Math Concepts for Linear Regression Interviews

14 min read 2908 words

Mean Squared Error (MSE) Loss Function

Mean Squared Error (MSE) Loss Function

🎯 Intuition First:
MSE tells us how far our predictions are from the actual values, on average. Think of it as a “distance meter” that punishes bigger mistakes much more heavily than smaller ones.


📐 The Formal Definition:

$$ J(\theta) = \frac{1}{m} \sum_{i=1}^{m} \left( y^{(i)} - \hat{y}^{(i)} \right)^2 $$

Breaking Down the Formula:

  • \( J(\theta) \): The loss function (also called the cost function) we want to minimize.
  • \( m \): The number of training examples.
  • \( y^{(i)} \): The actual (ground truth) target value for the \(i\)-th example.
  • \( \hat{y}^{(i)} \): The predicted value from our model for the \(i\)-th example.
  • The square \((y - \hat{y})^2\): Ensures errors are positive and amplifies large errors.

MSE is popular because it’s mathematically convenient: the square makes the function smooth and differentiable, which makes optimization efficient.
⚠️
  • Usage: You’ll be asked to derive gradients of MSE during a coding interview or explain why squaring is better than absolute value.
  • Questions: Common ones include: “Why do we square errors instead of taking absolute values?” or “What happens to MSE if there are extreme outliers?”

Normal Equation (Closed-Form Solution)

Normal Equation (Closed-Form Solution)

🎯 Intuition First:
The Normal Equation is like a shortcut. Instead of gradually adjusting parameters with gradient descent, you solve directly for the best-fitting line in one shot (when feasible).


📐 The Formal Definition:

$$ \hat{\theta} = (X^T X)^{-1} X^T y $$

Breaking Down the Formula:

  • \( \hat{\theta} \): The vector of parameters (coefficients) that minimize the MSE.
  • \( X \): The design matrix (rows = samples, columns = features).
  • \( y \): The target vector.
  • \( X^T X \): Captures correlations between features.
  • \( (X^T X)^{-1} \): Inverse of this matrix, if it exists.
  • \( X^T y \): Aligns features with outcomes.

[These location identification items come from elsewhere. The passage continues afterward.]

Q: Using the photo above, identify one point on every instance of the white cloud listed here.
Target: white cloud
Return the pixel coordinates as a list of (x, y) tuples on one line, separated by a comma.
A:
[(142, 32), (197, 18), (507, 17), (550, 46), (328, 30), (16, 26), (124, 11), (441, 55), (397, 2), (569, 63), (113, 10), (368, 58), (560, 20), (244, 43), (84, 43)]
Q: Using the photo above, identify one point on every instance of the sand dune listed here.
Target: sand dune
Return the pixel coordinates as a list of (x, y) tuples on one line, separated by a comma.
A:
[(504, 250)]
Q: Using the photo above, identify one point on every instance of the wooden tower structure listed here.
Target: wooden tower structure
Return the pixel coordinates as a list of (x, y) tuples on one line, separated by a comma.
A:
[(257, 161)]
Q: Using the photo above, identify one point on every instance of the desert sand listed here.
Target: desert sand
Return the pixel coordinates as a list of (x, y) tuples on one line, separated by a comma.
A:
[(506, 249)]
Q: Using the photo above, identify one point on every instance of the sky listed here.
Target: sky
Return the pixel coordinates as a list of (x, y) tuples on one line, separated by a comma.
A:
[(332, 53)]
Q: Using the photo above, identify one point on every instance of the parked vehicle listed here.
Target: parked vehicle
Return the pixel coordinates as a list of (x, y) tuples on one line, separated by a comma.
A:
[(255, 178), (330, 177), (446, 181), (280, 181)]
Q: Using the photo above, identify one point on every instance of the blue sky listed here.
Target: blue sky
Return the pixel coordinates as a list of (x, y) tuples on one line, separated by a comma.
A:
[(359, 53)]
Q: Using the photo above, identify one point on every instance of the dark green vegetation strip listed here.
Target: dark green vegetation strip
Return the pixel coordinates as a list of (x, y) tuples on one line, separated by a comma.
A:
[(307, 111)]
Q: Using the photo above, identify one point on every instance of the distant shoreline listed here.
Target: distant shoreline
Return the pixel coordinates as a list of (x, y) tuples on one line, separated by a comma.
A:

This formula is exact — no tuning of learning rates or iterations. But it becomes computationally expensive (and unstable) when the number of features grows large or features are highly correlated.
⚠️
  • Usage: You may be asked to compare Normal Equation vs Gradient Descent.
  • Questions: Expect: “When would you not use the Normal Equation?” or “Why is matrix inversion problematic in high dimensions?”

Gradient Descent Update Rule

Gradient Descent Update Rule

🎯 Intuition First:
Gradient Descent is like walking downhill with your eyes closed — at each step, you feel the slope under your feet and take a step in the opposite direction to get closer to the valley (the minimum).


📐 The Formal Definition:

$$ \theta_j := \theta_j - \alpha \cdot \frac{1}{m} \sum_{i=1}^m ( \hat{y}^{(i)} - y^{(i)} ) x_j^{(i)} $$

Breaking Down the Formula:

  • \( \theta_j \): The \(j\)-th parameter (coefficient) of the model.
  • \( \alpha \): The learning rate — how big a step we take.
  • \( m \): Number of training examples.
  • \( \hat{y}^{(i)} \): Prediction for example \(i\).
  • \( y^{(i)} \): Actual target for example \(i\).
  • \( x_j^{(i)} \): The value of feature \(j\) for sample \(i\).
  • The term \( (\hat{y}^{(i)} - y^{(i)}) x_j^{(i)} \): Contribution of feature \(j\) to the overall gradient.

Gradient Descent doesn’t care if you have 10 or 10 million features — it can still optimize, as long as you tune the learning rate and iterations.
⚠️
  • Usage: You’ll be asked to derive this update rule from the MSE loss.
  • Questions: Expect “Why do we subtract the gradient?” or “What happens if the learning rate is too small/large?”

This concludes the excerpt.